We’ve already talked about how a level of an index looks a lot like a table. Clustered indexes take this to the logical conclusion: they use the actual table as the leaf nodes of the index. This means that we save a whole level of the index, which makes it faster than a non-clustered index. (That’s providing you need columns not in the index. Otherwise index covering is typically faster.) It also means that you’ve actually ordered the table according to the index.
The ordering of the actual table is huge, and the ramifications are large. The simplest, and probably least interesting, is that you can only have the one clustered index. However, the ordering also makes it the ideal candidate for range based searches. If you’re pulling down a large number of columns, it’s your go-to index for unique searches.
Implications of Clustered Indexes for Inserts
The biggest implication of clustered indexes, however, isn’t to do with select performance, it’s to do with inserts. Remember, we’ve just ordered the actual table. This means we’ve just specified onto which page any given row will be inserted. Choose this badly, and you can really kill performance.
Right, I’m not going to go into all of the possible ways that SQL server can arrange a table. I’m just going to give you one simple piece of advice. Every table needs a unique clustered index. Trust me on this. (There will be experts who have counter-examples, but once you know that much, you won’t need to read this article.)
Now, basically you’re about to look at a trade-off. If inserts happen randomly in your table, you’ll get page splits. Page splits are where a page is full and a new row needs adding in the middle. SQL Server splits the page into two, half-empty pages. DBAs talk about “fill factor” as a measure of how full your pages are. The higher the fill factor, the better. If you have a fairly random key for your clustered index, your fill factor will go down with time. This isn’t the end of the world, because you can rebuild your indexes and, by implication, your table. Your DBA will know all about this, and it’s the major reason why he needs to block out time at the weekend to run maintenance scripts. (The same thing happens to non-clustered indexes as well, but the effects aren’t as severe simply because the index is much smaller.)
It might seem like coming up with a “random” clustered index is a bad idea. Actually, it’s a very good idea. As I said, it’s a trade off. Choosing a predictable index spec gives you a higher fill factor, but at the expense of concurrency.
The Clustered Identity Anti-Pattern
So, let’s say that you do what a lot of people do and place a clustered index on the identity field. Usually this is declared as the primary key, but SQL server doesn’t really care about unique constraints or primary keys: they’re just unique indexes. Now you’ve got extremely predictable inserts. In fact, they always get inserted right at the end. Now remember that SQL Server typically locks at a page level. Now imagine twenty people trying to insert at once.

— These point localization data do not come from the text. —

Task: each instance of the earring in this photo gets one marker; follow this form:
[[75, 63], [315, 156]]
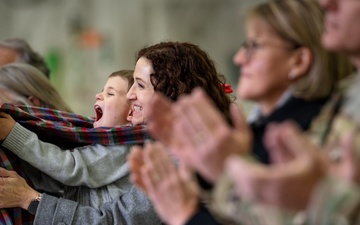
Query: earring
[[292, 76]]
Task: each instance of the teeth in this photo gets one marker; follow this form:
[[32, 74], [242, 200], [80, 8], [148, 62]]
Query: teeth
[[137, 108]]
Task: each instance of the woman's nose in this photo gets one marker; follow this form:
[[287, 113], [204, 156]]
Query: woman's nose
[[99, 96], [240, 57], [131, 94]]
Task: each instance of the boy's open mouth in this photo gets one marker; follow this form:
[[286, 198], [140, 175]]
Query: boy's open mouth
[[99, 112]]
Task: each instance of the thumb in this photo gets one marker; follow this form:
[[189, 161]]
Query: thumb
[[238, 117]]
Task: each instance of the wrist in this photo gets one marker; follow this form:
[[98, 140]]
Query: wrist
[[185, 215]]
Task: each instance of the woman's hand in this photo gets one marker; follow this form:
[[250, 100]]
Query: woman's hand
[[173, 191], [289, 182], [6, 125], [204, 139], [14, 191]]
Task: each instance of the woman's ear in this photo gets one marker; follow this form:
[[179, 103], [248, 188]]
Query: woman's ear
[[35, 101], [300, 63]]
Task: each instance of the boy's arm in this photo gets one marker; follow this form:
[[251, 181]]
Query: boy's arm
[[130, 208], [93, 166]]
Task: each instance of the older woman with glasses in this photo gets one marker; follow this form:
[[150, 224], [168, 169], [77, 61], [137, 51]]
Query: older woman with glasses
[[284, 70]]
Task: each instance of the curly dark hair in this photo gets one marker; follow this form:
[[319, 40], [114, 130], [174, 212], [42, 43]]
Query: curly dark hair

I learned about this the hard way. My very first commercial application was written for Microsoft SQL Server 4.2 (and Microsoft Access, but that’s another story…). You loaded a complex object into the UI, did some work and then it saved it into the database. The performance was cracking.
Well, until we ran a training session and the trainer said “and now could everyone save their orders”. It took half an hour. Every time. I had no idea what on earth was going on. Nothing I did seemed to help. The product went live and was usually okay, but every so often it ground to a halt. Ironically, I was saved by force majeure: the client went bust (not as a consequence of my shoddy software, thankfully). It was only a year later when I finally decided to educate myself about this RDBMS thingy I was using that it clicked what was going on.

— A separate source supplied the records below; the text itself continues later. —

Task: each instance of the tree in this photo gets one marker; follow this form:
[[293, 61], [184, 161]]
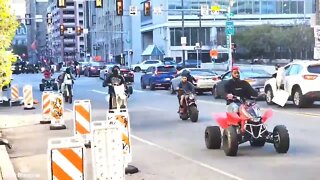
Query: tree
[[8, 26]]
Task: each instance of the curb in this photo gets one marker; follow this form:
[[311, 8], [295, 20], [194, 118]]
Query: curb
[[6, 167]]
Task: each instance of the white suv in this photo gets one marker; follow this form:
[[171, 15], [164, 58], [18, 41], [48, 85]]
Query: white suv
[[144, 65], [301, 82]]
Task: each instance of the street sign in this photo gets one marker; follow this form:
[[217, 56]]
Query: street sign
[[69, 30], [157, 10], [39, 18], [133, 10], [215, 8], [229, 28], [183, 41], [204, 10], [316, 53]]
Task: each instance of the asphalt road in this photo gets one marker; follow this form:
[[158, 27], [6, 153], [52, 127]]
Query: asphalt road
[[165, 147]]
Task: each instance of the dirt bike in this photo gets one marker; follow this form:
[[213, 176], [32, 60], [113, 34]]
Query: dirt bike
[[189, 107], [248, 124]]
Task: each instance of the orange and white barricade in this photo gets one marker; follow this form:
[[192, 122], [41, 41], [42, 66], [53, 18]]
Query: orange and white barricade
[[28, 97], [82, 119], [107, 154], [46, 108], [122, 119], [15, 93], [66, 159], [57, 112]]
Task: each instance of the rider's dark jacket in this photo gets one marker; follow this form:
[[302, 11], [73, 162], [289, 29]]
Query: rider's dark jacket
[[187, 87], [114, 79], [239, 88]]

So, trust me, you don’t want the clustered index on the identity field in an OLTP scenario. Which is unfortunate, because that’s often the obvious place. Let’s talk about less obvious places to put it. A person’s name is often a good choice, especially since you probably do range-based searches on it.

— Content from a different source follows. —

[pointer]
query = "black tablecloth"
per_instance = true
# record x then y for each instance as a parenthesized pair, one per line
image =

There’s a small problem with this: often the name isn’t actually unique. In fact, sometimes nothing is except for the identity column. Even then, a clustered index on name followed by id will typically result in a better behaved database structure than an index just on id.
Non-clustered indexes are added to improve select performance at a small cost to insert performance. Clustered indexes, on the other hand, should be chosen on the basis of insert performance first. Improving a couple of selects is nice, but specifying a good insert distribution is much more important.
If you can possibly manage it, what you really want to achieve is to have each thread inserting onto its own page. This is easier said than done (but GUID Comb has potential). Spread your inserts too randomly, and you end up hitting every page in your database. Make them synchronize across threads, and you kill concurrency.
And if you’re not rebuilding you indices once a week, performance will eventually drop through the floor due to low fill factors.